Le ministre Mohammed Ibrahim a aussitôt mis en garde contre "une vague de terrorisme" en Egypte, alors que le pays est pris dans un engrenage de violences meurtrières depuis la destitution de M. Morsi par l'armée le 3 juillet et que cet attentat fait planer le spectre d'un retour aux années 1990 marquées par des attaques sanglantes.
Les autorités installées par l'armée, qui ont restauré l'état d'urgence et imposé un couvre-feu nocturne le 14 août, ont promis d'agir d'"une main de fer" contre quiconque menacerait "la sécurité nationale" et affirmé qu'elles ne permettraient pas un retour du "terrorisme des années 1980 et 1990".
L'attaque, qui pourrait être un attentat suicide selon l'Intérieur, a visé vers 08H30 GMT le convoi de M. Ibrahim, près de son domicile dans le faubourg de Nasr City. Deux heures après l'explosion, il a dénoncé à la télévision d'Etat une "lâche tentative" d'assassinat, jugeant "prévisible" une telle escalade.
L'armée et le gouvernement assurent mener une "bataille contre le terrorisme" depuis les violences qui ont suivi la destitution et l'arrestation de M. Morsi. Le cabinet a assuré que cet "acte criminel" ne l'"empêcherait pas" de poursuivre ce combat "avec force et détermination et de frapper d'une main de fer quiconque menace la sécurité nationale".

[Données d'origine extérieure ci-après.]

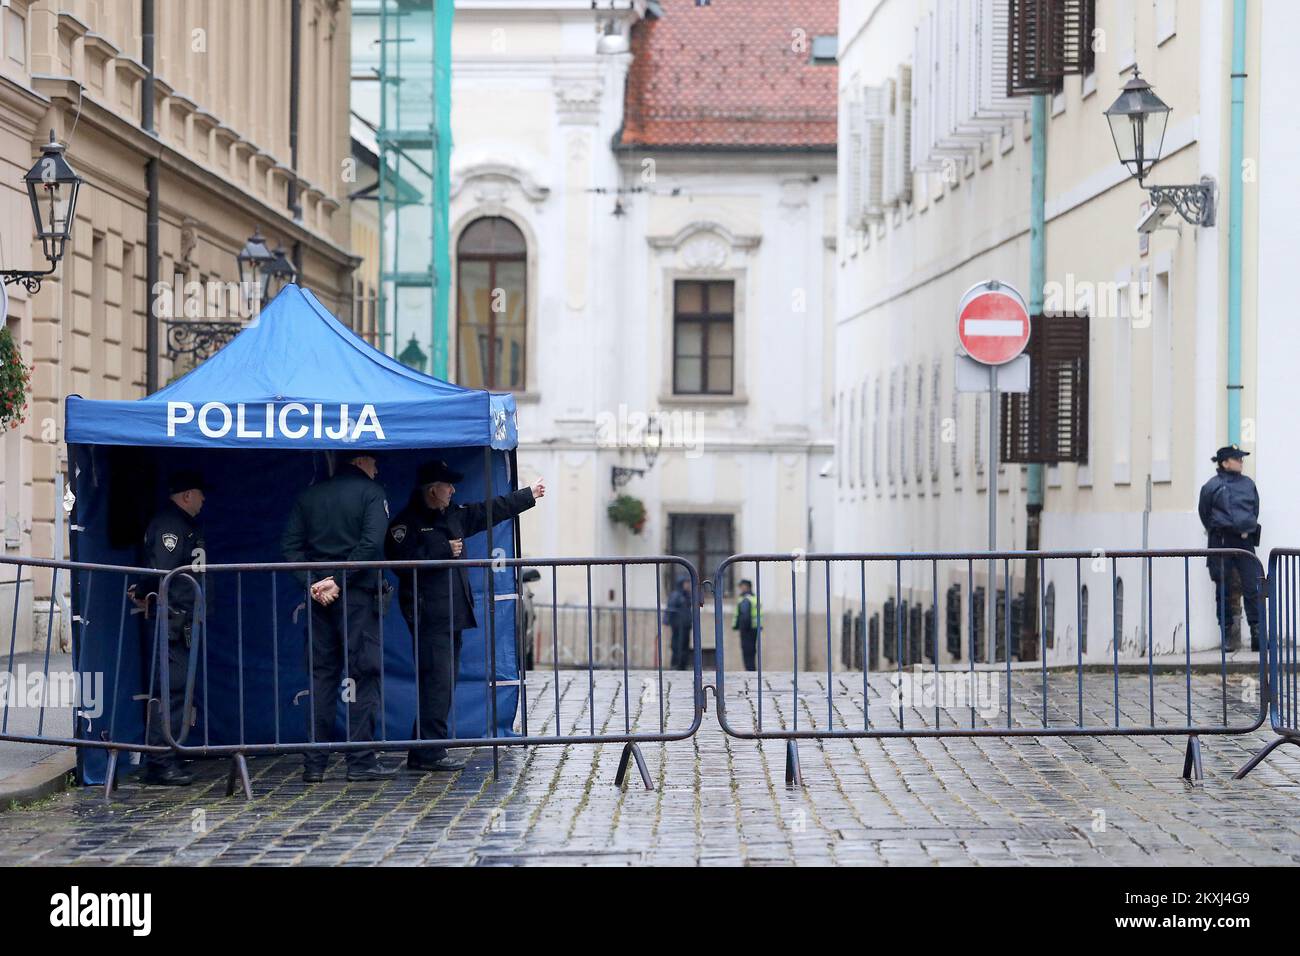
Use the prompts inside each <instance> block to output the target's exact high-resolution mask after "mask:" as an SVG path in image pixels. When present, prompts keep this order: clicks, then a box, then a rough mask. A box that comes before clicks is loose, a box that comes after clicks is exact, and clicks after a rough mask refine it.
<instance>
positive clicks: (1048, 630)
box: [1043, 581, 1056, 650]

Aussitôt, l'Alliance contre le coup d'État, coalition islamiste chapeautée par les Frères musulmans, la confrérie de M. Morsi, a condamné l'attentat "quels qu'en soient les auteurs" et réaffirmé son "approche pacifique". La Gamaa Al-Islamiya, responsable de plusieurs attentats dans les années 1990, a également pris ses distances, dénonçant cet attentat et se prononçant contre le "terrorisme". 
Le département d'Etat américain a pour sa part "condamné vivement" cette attaque "haineuse", dont les auteurs doivent être traduits en justice, a indiqué sa porte-parole, Jen Psaki.
La police égyptienne a été en première ligne de la répression lancée contre les islamistes avec la dispersion le 14 août de leurs rassemblements, qui a fait des centaines de morts avant d'enflammer une grande partie du pays.
Le lendemain, le ministère de M. Ibrahim avait autorisé les forces de l'ordre à ouvrir le feu sur les manifestants hostiles.
Plus d'un millier de personnes ont péri durant ces violences, en grande majorité des partisans de l'ex-chef de l'Etat, qui est toujours détenu au secret et doit être jugé.
Plus de 2.000 membres des Frères musulmans ont été arrêtés, y compris leur Guide suprême Mohammed Badie.